I began my spiritual journey by becoming an atheist. At the time I might have thought what I think many people tend to assume: that atheism is more or less the end to the spiritual and religious question. “So you believe in nothing? Alright then,” they would say. If they were on bilious end of the spectrum of believers, they would try to argue with me–which, as a rebellious teen, was fuel to my fire. But after everyone stopped arguing with me–and really, after I matured enough to stop picking fights–my mind had the space to open back up on the matter.
I’ve stated several times, with tongue firmly planted in cheek, that I am a very religious atheist. Prolonged contact with the question of God kindled my interest in philosophy, science, and religion. I love hearing about what people believe and what it means to them. Everyone has a perspective on these questions of God, meaning, morality, the nature of man, the nature of the universe, etc. They are timeless questions, and they are far from academic. Stories constitute the operating system of our minds, so what could be more important than the grandest stories of our existence?

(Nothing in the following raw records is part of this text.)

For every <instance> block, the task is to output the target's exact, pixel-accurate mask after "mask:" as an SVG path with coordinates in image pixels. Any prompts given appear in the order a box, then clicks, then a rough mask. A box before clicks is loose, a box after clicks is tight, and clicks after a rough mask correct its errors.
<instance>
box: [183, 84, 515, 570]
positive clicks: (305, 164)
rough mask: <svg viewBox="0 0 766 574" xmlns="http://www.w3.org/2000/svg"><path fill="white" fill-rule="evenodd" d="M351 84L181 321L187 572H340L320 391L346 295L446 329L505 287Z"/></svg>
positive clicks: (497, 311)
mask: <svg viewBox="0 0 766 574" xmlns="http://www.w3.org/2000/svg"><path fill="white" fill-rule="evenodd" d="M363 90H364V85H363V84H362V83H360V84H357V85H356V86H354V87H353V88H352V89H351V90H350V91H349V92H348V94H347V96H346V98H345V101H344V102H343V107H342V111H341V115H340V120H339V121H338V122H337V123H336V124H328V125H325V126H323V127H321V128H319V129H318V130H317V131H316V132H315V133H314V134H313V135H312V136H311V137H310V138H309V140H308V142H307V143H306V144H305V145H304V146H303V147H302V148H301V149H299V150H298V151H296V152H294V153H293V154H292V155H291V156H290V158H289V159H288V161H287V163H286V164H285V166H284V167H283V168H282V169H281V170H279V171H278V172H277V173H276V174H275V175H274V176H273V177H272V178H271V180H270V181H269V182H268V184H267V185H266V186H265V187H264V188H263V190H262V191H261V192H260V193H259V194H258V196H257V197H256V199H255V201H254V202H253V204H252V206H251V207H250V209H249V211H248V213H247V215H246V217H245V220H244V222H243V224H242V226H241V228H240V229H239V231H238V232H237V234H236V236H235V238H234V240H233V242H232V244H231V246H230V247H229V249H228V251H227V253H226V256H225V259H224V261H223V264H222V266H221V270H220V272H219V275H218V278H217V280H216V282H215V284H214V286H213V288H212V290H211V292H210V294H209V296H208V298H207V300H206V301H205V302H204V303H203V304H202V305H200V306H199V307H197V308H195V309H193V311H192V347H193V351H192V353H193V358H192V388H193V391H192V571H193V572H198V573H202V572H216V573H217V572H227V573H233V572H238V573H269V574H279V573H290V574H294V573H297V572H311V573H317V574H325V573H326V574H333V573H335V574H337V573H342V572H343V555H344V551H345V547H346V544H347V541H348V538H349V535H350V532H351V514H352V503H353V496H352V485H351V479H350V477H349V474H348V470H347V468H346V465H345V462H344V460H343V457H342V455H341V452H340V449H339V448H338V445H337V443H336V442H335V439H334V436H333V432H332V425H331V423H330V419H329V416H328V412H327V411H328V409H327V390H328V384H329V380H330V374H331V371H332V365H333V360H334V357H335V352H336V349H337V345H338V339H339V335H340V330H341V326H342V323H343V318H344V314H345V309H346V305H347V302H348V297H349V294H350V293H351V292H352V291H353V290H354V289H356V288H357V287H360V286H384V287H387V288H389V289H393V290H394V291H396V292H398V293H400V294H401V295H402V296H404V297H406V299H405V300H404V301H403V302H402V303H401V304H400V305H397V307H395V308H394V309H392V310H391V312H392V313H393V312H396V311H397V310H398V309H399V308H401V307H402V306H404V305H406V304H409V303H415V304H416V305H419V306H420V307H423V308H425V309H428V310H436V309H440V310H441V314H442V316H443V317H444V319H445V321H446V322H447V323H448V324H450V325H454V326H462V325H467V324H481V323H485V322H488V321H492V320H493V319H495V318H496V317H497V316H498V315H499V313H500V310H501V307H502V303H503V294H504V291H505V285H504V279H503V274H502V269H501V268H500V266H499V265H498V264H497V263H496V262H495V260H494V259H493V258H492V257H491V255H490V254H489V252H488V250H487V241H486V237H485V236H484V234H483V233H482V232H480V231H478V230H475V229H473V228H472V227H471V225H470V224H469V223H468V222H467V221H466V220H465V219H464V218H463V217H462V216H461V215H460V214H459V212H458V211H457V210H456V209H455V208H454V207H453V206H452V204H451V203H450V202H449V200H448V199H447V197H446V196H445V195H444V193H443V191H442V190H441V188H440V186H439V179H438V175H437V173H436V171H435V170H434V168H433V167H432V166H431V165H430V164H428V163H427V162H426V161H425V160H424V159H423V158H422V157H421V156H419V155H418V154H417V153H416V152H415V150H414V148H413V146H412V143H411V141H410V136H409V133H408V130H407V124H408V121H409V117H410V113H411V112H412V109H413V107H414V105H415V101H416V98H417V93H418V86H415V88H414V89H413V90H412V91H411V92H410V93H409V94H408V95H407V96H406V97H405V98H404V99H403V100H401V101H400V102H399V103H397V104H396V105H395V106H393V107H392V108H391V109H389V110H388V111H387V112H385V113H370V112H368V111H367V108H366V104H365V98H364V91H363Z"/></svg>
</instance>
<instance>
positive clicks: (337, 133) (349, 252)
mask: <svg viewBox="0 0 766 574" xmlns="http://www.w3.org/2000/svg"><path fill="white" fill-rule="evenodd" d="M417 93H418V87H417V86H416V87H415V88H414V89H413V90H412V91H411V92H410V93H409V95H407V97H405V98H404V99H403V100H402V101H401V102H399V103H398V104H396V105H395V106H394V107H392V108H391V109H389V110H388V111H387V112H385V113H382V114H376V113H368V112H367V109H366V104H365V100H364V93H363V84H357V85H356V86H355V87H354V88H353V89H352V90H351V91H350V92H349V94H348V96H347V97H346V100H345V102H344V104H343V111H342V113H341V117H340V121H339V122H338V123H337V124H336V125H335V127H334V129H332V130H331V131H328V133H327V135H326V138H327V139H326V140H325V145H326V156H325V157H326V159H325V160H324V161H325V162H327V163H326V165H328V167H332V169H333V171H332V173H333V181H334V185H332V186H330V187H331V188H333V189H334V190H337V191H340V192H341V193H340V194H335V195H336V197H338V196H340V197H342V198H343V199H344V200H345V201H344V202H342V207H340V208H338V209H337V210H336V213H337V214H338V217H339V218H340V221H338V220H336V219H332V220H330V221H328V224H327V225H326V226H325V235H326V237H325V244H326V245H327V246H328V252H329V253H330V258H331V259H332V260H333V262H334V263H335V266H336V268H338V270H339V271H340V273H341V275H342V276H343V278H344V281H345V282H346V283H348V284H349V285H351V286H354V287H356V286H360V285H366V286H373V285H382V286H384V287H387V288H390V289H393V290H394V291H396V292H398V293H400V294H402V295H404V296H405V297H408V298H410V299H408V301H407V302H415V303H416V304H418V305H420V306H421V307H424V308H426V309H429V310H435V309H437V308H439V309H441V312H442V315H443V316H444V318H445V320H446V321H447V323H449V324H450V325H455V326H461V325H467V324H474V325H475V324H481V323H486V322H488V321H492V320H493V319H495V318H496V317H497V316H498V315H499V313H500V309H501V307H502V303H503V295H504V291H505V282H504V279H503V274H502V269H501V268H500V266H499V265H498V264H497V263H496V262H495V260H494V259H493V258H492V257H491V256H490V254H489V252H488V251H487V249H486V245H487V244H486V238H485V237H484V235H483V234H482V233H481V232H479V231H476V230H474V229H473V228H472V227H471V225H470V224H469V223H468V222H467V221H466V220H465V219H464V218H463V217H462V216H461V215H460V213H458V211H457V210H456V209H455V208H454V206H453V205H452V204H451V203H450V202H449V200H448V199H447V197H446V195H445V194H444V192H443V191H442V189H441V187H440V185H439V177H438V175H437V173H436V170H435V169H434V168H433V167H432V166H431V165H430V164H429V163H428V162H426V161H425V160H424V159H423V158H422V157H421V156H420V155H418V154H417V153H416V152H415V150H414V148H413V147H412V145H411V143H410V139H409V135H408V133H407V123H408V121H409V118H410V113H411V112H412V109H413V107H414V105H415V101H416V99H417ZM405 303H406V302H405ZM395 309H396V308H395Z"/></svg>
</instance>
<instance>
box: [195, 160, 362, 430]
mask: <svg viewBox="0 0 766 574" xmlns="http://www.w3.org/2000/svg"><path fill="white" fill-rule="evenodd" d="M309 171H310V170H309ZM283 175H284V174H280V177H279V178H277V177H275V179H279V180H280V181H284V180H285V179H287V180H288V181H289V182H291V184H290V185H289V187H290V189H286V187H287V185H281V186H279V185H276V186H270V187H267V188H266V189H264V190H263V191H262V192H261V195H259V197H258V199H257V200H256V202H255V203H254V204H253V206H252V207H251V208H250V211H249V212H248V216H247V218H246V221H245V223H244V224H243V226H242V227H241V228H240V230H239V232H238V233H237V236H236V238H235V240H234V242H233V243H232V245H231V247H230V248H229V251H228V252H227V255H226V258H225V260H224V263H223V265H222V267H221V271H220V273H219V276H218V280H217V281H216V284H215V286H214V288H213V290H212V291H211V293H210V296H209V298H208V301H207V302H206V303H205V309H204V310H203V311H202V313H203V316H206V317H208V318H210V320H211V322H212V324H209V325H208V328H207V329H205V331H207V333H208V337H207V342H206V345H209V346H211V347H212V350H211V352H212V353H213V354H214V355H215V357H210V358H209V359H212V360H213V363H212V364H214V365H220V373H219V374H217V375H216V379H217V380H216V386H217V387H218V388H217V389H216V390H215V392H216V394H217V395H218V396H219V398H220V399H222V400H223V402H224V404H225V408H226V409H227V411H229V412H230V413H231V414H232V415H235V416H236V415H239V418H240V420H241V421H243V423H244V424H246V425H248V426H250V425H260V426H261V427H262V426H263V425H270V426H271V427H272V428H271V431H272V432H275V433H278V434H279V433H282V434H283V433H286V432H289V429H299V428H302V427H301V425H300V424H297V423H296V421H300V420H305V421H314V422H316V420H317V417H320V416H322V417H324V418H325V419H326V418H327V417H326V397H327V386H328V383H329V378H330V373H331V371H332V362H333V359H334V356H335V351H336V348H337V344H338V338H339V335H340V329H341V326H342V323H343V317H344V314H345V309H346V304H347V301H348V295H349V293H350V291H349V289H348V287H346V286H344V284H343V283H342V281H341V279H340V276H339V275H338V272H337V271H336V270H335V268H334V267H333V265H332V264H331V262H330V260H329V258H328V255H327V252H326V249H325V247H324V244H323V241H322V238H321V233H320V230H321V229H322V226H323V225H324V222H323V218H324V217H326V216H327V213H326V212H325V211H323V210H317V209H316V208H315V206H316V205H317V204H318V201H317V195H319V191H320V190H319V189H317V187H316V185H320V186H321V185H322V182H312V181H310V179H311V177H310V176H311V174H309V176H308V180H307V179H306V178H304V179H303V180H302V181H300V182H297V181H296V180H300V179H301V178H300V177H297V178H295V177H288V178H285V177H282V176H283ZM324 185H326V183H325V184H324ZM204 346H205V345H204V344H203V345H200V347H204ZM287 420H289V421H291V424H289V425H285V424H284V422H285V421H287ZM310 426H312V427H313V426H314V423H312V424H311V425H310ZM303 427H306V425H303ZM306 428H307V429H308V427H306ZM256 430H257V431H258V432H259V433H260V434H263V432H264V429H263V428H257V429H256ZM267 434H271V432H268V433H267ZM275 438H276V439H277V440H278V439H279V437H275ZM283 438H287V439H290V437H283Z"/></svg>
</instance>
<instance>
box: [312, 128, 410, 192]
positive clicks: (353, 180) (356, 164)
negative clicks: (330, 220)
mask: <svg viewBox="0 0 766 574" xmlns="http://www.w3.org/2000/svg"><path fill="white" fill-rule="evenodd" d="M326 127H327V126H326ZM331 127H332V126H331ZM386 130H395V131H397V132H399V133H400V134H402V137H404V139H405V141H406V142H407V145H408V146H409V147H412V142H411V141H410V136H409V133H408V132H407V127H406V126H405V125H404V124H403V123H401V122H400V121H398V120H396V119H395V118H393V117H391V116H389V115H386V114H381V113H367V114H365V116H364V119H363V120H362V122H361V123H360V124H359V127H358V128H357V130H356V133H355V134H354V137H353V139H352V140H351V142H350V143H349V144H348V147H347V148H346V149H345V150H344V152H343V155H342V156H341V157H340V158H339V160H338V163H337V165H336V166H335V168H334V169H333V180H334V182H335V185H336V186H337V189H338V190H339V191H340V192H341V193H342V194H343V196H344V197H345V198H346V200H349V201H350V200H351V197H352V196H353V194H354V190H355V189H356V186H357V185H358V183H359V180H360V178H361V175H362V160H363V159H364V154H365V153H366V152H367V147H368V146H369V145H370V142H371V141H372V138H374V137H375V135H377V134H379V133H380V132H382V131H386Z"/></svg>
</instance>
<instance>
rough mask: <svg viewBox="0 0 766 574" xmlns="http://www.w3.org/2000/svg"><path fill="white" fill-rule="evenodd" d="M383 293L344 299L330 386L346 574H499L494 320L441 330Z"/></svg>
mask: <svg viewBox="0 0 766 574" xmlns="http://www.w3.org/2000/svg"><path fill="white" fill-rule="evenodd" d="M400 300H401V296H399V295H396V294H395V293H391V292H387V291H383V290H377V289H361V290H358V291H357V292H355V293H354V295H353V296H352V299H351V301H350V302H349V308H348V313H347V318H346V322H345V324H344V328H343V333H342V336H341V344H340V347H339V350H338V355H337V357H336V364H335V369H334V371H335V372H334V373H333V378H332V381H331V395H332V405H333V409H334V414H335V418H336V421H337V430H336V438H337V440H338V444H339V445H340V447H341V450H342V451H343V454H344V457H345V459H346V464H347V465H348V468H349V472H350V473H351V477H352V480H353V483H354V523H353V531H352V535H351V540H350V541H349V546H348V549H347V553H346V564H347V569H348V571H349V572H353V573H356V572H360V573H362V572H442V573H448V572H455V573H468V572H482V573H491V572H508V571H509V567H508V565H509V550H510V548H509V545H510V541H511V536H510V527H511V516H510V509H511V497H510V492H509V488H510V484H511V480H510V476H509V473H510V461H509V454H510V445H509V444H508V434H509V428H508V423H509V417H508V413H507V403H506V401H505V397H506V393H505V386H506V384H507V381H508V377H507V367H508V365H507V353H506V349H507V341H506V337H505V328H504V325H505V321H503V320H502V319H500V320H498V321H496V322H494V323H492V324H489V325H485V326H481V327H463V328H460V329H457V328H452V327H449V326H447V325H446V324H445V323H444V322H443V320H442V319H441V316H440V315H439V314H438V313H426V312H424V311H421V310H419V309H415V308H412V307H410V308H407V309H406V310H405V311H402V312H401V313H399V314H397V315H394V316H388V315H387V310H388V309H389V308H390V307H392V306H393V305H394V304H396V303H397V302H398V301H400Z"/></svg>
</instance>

Starting as an atheist has given me the leeway to read, to learn, to entertain many ideas without mental friction due to notions of “heresy.” The Peripatetic is a wanderer, and I’ve wandered through this conceptual garden, guided only by what is compelling and resonant, whether that be organized religions, philosophy, science, or my own experience.
A while ago, I followed a outdoor YouTuber that spent a good deal of his life hiking. In one video (that I can’t seem to find anymore), he described a mythopoetic capital T “Trail” that he believed in. It was the way he saw the world. At the time it seemed like some hippy stuff like “we’re all walking on the Trail of Life, MAN,” and I scoffed at it, but the idea clearly never left me. I’ve only grown to respect it more and more, and I’ve started to wonder what my “Trail” is.
More than a decade into my engineering career, I believe engineering and design have shaped me in ways so fundamental that I’m not even aware of them anymore. I’ve been making things for a long time, and with fatherhood on my horizon, and since I happen to re-reading What Technology Wants, the following idea bubbled up to my mind.

In so many religions, we think of gods as parents. We are God’s children. We’re meant to fear gods, to obey them, to be taught by them, and to wonder at their mystery. We look up to them in heaven, in the same way that we looked up to our parents as children. Imagine that we flip the script: what if God was our child, and we were his parents?
Children don’t understand the world, and parents are supposed to teach them how it works. Parenting is an incredible responsibility. How are parents supposed to prepare children for a world that they themselves don’t fully understand? Who are they to say what is “good”? Yet, parents do it every day. They do their best.
Now imagine God is the collective child of humanity, and we had the same incredible responsibility to teach it to be good. The god-child will grow up and be all-powerful, and the question is: what kind of God do we want?

A god-parent prompts us to learn from God, to study his mysterious proclamations and to trust it over our own experience. A god-child prompts us to study our universe and ourselves and to make better and better moral judgment calls.
In our lives, I think there’s a better argument for a god-child paradigm than a god-parent paradigm. We are creating technologies faster than we can culturally adapt to them, and these technologies are becoming decidedly more powerful than us. For example, the internet has been a bombshell on our collective psyche that we still haven’t recovered from. And now there’s the question of artificial intelligence.
The old prophets Alan Turing and John von Neumann once told us that there was a limit to their foresight, a point that they could not see past. They called it the Singularity, a time when our technology entered a positive feedback loop that spiraled out of our control. This is when the god-child becomes an adult and we see what our collective parenting wrought. I’m reminded that the original meaning of the word “apocalypse” was just “revelation” or “uncovering.”
Above all, I am a fan of introspection. Much of my happiness and direction has come from asking myself “what do I want?”, “what do I believe?”, and “who am I?”, and answering honestly. I believe Humanity needs to collectively do the same.